Open aojea opened 1 year ago
Yep, we don't support --nodeport-addresses
- https://github.com/cilium/cilium/issues/12508.
Anyway, I'd expect the device runtime detection to pick up the new IP addr, but I think it can react only to new ifaces (cc @joamaki)?
One fix would be to extend the NodePort service lookup by adding an additional lookup in a map with node local addrs, but I think there were some performance concerns (cc @borkmann @aspsk).
One fix would be to extend the NodePort service lookup by adding an additional lookup in a map with node local addrs, but I think there were some performance concerns
yeah, getting the address can be ala kube-proxy there https://github.com/kubernetes/kubernetes/pull/103116#pullrequestreview-694419686, as you may know kube-proxy reconcile every X secs, and is when it gets the new addresses ... or the netlink notify thing https://github.com/vishvananda/netlink/blob/v1.1.0/addr_linux.go#L301 ... I don't know well how cilium needs to cascade this information to the Service.
I don't think that is critical the time between an address is added to the system to the time the service is updated, is just that new addresses are never added ... and adding addresses to loopback is a common practice
Anyway, I'd expect the device runtime detection to pick up the new IP addr, but I think it can react only to new ifaces (cc @joamaki)?
Agree, especially if this is works after restarting the cilium agent, it will be a very bad experience if users have to restart the cilium-agent
everytime they want to add a new IP to the nodes.
Yep currently we only recompute the nodeport frontends when new devices are added or removed (when --enable-runtime-device-detection
is on).

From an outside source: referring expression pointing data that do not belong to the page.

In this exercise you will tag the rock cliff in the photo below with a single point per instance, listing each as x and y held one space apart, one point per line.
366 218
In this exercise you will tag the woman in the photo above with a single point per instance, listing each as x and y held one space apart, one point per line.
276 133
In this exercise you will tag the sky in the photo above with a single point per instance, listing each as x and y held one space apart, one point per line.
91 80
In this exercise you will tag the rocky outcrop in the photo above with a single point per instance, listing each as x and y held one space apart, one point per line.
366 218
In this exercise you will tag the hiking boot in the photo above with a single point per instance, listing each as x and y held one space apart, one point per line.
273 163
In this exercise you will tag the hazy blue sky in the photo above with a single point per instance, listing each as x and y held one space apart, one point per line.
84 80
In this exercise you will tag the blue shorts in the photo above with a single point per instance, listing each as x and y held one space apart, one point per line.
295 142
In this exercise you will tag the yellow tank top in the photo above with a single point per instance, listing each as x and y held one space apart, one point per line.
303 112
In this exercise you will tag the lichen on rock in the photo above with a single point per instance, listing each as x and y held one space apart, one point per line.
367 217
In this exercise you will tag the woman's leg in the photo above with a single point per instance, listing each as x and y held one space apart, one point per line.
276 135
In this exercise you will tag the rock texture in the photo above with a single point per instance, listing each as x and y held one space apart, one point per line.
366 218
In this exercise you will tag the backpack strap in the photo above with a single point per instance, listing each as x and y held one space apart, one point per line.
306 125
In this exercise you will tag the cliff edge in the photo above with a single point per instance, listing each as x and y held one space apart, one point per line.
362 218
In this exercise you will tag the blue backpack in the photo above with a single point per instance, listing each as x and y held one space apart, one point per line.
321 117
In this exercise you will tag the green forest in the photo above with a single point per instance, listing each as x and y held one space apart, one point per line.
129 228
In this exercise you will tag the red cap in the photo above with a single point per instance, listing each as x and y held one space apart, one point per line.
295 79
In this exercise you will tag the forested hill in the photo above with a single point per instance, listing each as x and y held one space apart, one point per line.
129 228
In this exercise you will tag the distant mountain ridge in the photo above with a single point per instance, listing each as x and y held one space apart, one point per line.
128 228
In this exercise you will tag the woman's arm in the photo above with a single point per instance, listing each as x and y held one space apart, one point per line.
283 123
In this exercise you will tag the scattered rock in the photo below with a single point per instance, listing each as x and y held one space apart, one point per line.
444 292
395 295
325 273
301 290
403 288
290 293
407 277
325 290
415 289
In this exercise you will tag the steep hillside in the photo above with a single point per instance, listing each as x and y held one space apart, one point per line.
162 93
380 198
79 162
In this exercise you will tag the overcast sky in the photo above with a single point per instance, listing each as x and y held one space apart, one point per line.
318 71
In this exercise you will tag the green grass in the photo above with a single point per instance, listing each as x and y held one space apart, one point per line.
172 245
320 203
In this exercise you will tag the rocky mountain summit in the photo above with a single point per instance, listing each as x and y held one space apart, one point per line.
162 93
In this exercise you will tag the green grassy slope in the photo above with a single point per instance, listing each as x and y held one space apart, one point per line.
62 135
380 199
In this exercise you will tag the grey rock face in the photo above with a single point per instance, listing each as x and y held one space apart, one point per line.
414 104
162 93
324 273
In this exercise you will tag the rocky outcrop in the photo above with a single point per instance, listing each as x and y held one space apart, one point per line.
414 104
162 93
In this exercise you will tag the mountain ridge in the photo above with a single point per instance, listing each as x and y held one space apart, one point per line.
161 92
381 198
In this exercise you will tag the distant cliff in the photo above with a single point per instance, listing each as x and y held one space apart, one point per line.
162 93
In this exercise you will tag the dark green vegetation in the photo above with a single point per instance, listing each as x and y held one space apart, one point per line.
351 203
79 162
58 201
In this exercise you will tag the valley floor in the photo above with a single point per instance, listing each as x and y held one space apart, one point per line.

We're working on refactoring the service load-balancing control-plane and supporting changing IP addresses will be fairly easy to do as part of this work. I can't yet give good estimates on when this would land as it's fairly long list of changes we need to churn through.
. I can't yet give good estimates on when this would land as it's fairly long list of changes we need to churn through.
knowing that is in your radar is a good thing, if you have workable items to speed this up please let me know
@joamaki can we close this as fixed by https://github.com/cilium/cilium/pull/24677?
@joamaki can we close this as fixed by #24677?
Oops, forgot to reply to this. No we can't close it yet. #24677 added the facilities to react to these changes and in addition to that we'll need to change bunch of places to deal with 1) changing devices and addresses, 2) allow more than one IP per device for NodePort (which might break some use-cases). Working on these changes right now.
Same issue comes here. Any updates?
We want to use GCE loadbalancer to expose NodePort apps (eg: mysql/pg tcp port) to external access, but as GCE inject local route instead of append new iface, we cannot access any NodePort ports from lbloadbalancer's ip.
@zzjin We are aiming to have this solved in v1.16. For earlier releases you can use the experimental "enableRuntimeDeviceDetection" option. Be aware that not all features support it (for example bandwidth management).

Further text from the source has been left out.